Schools across Ontario were open on Monday, Nov. 21 after a weekend of talks between the government and education workers secured a tentative contract and averted a strike.
The Canadian Union of Public Employees (CUPE) announced on the evening of Sunday, Nov. 20 that it had a tentative deal and its 55,000 education worker members would be on the job Monday, instead of going on strike.
CUPE said though they had tried over the weekend to secure staffing level guarantees, the tentative deal is the same offer the government presented to the union last week.
However, Laura Walton, president of CUPE's Ontario School Board Council of Unions, said it was time to take the deal to the membership for a vote.
Ratification votes are set to begin on Thursday, Nov. 24 and are expected to go through next weekend.
The four-year deal comes with a $1-per-hour raise each year, or about 3.59 per cent annually.
Chandra Pasma, the member of provincial parliament (MPP) for Ottawa-West Nepean, told The Sam Laprade Show on Nov. 21 while she is relieved that kids across the province are in school, she is also frustrated with how the provincial government handled the situation.

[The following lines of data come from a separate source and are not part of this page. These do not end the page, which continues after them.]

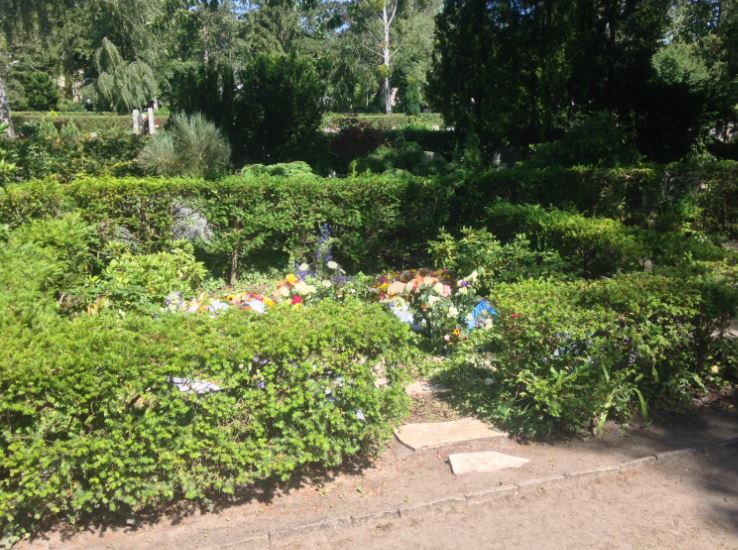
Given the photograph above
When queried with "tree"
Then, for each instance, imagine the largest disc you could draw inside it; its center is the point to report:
(21, 20)
(122, 86)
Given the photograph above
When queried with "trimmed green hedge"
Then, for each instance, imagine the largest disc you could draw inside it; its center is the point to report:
(375, 220)
(702, 196)
(100, 123)
(566, 356)
(93, 422)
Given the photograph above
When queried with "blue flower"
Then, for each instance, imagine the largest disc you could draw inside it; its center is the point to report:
(483, 308)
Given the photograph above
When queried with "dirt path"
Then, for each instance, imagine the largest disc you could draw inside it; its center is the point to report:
(400, 476)
(687, 503)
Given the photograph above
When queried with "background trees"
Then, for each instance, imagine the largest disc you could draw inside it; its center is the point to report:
(519, 71)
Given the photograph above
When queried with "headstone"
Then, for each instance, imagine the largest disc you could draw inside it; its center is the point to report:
(423, 388)
(136, 122)
(152, 121)
(484, 462)
(439, 434)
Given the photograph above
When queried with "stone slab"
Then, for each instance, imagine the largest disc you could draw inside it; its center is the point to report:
(423, 388)
(439, 434)
(484, 462)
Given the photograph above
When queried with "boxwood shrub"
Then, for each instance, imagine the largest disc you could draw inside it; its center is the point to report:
(565, 356)
(92, 421)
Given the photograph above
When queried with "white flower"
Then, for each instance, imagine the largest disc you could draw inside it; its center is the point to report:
(257, 305)
(303, 289)
(398, 287)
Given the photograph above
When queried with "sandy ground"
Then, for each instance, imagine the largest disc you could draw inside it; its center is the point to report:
(689, 504)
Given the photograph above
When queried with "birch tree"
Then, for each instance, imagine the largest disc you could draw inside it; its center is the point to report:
(376, 19)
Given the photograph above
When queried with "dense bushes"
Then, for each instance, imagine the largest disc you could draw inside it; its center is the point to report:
(374, 220)
(116, 423)
(270, 110)
(66, 158)
(101, 123)
(192, 146)
(698, 196)
(567, 355)
(594, 246)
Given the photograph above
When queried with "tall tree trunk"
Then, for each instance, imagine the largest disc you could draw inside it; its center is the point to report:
(5, 109)
(387, 58)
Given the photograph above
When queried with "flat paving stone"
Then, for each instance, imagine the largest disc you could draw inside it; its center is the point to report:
(424, 388)
(439, 434)
(490, 461)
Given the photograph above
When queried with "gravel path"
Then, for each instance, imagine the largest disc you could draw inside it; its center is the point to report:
(687, 503)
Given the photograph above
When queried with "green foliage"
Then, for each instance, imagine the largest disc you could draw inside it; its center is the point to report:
(288, 169)
(41, 92)
(192, 146)
(103, 430)
(594, 140)
(132, 281)
(277, 108)
(66, 159)
(594, 246)
(108, 125)
(478, 249)
(70, 132)
(375, 220)
(270, 110)
(702, 195)
(47, 131)
(566, 356)
(122, 86)
(402, 156)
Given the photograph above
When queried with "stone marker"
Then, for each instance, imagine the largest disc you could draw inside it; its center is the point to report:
(438, 434)
(423, 388)
(490, 461)
(136, 122)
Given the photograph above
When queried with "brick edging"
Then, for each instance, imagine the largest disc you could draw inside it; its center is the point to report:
(460, 500)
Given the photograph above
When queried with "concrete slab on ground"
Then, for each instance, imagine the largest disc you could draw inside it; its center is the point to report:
(439, 434)
(484, 462)
(424, 388)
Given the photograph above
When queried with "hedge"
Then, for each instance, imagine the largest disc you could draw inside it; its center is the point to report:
(93, 421)
(704, 196)
(566, 356)
(384, 220)
(375, 221)
(100, 123)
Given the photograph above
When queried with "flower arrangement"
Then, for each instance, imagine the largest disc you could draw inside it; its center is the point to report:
(432, 303)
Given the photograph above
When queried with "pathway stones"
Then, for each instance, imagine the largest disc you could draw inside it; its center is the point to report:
(439, 434)
(484, 462)
(424, 388)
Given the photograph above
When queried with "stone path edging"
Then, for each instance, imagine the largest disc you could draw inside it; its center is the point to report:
(457, 501)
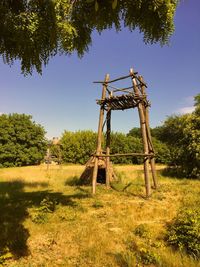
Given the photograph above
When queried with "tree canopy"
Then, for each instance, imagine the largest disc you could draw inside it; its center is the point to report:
(22, 141)
(33, 31)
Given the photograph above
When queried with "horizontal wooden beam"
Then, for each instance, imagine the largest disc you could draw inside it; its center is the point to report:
(125, 155)
(115, 80)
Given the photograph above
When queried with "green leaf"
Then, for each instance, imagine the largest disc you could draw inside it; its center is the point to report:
(114, 4)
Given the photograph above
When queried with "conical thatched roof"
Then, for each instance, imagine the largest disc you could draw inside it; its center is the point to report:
(86, 177)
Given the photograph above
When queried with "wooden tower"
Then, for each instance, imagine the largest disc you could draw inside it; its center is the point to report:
(112, 99)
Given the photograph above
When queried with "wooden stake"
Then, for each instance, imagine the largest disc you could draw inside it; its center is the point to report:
(144, 135)
(99, 137)
(108, 148)
(150, 143)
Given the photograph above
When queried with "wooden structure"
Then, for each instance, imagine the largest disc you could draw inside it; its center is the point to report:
(86, 176)
(112, 99)
(49, 158)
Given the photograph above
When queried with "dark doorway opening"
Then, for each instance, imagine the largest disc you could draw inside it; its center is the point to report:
(101, 176)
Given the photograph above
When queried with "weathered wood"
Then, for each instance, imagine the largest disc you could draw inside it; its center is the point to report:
(150, 143)
(144, 135)
(108, 148)
(115, 80)
(124, 155)
(99, 137)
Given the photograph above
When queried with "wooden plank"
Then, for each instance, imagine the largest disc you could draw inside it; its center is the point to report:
(117, 79)
(108, 132)
(144, 135)
(124, 155)
(99, 137)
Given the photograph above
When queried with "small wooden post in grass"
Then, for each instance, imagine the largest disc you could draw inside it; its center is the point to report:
(150, 143)
(99, 137)
(144, 134)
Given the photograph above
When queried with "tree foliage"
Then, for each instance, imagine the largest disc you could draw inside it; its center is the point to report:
(182, 136)
(33, 31)
(22, 141)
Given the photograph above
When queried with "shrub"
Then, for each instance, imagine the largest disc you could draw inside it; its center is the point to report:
(184, 232)
(142, 230)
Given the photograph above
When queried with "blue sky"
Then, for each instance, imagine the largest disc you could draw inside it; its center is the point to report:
(64, 97)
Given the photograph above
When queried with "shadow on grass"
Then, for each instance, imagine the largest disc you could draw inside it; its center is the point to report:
(14, 204)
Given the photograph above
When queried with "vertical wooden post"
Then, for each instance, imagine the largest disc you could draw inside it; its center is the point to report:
(150, 143)
(144, 135)
(108, 122)
(99, 137)
(48, 156)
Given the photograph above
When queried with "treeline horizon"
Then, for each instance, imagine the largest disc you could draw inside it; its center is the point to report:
(176, 143)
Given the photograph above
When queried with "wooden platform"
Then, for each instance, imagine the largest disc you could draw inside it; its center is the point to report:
(122, 102)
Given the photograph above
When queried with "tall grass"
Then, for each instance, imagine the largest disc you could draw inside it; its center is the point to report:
(48, 219)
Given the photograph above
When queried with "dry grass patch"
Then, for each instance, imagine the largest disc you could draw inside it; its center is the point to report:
(49, 220)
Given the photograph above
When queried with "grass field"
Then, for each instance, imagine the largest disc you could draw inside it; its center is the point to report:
(47, 219)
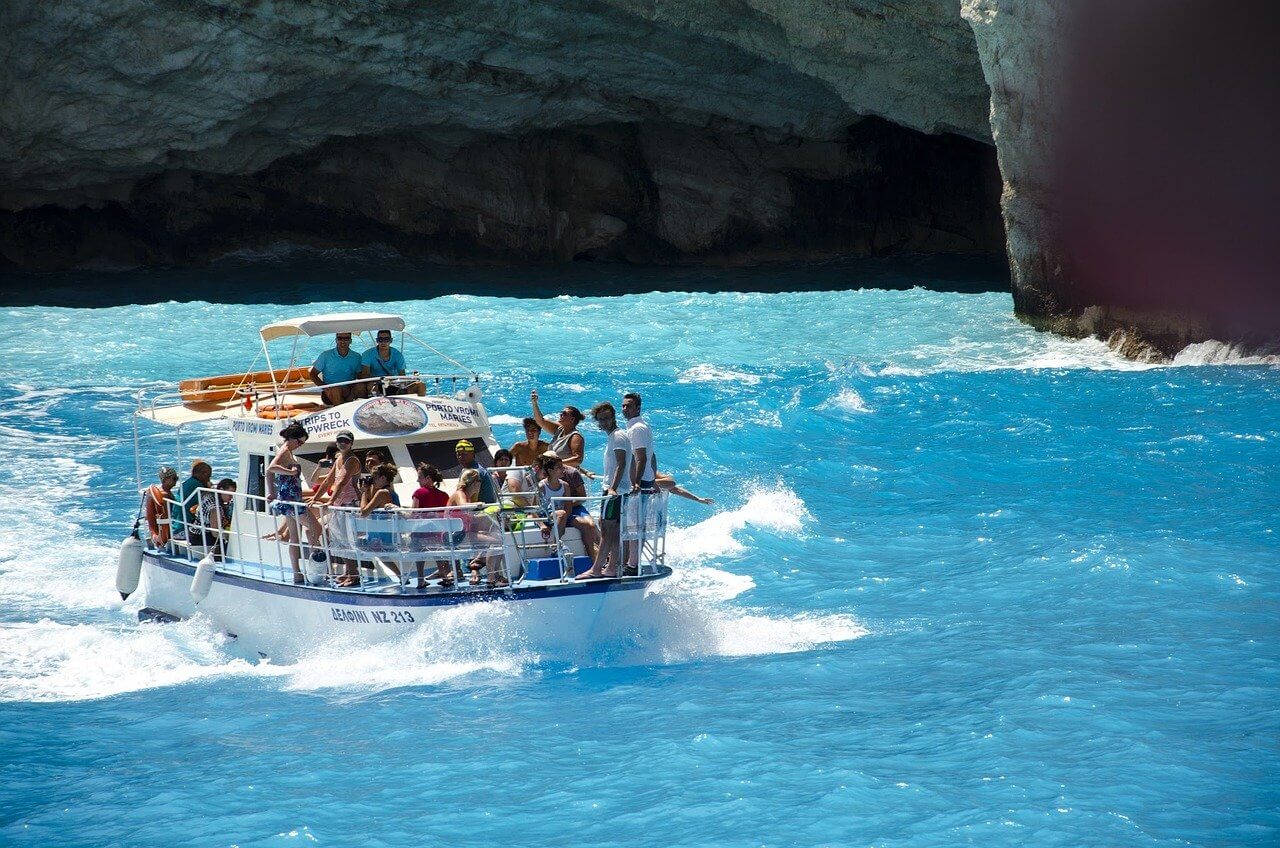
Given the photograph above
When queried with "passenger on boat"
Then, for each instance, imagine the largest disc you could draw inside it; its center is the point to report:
(526, 452)
(667, 483)
(156, 509)
(553, 492)
(375, 501)
(617, 461)
(644, 465)
(321, 469)
(324, 465)
(479, 529)
(644, 469)
(338, 365)
(383, 361)
(428, 496)
(215, 516)
(513, 488)
(466, 455)
(201, 473)
(566, 441)
(373, 459)
(342, 482)
(284, 496)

"They delayed so long and created so much uncertainty instead of coming to the table and negotiating a deal that ensured our kids stayed in school with the support they need," she said.
Tom D'Amico, the director of education for the Ottawa Catholic School Board, told The Sam Laprade Show on Nov. 21 that he's pleased for families and students who have CUPE members back in schools, but the process isn't quite done yet.
"It's a complicated process," said D'Amico on the next steps after both sides reached a tentative agreement. "We don't have a ratified agreement yet, but we are getting closer and the process for negotiations will continue as needed."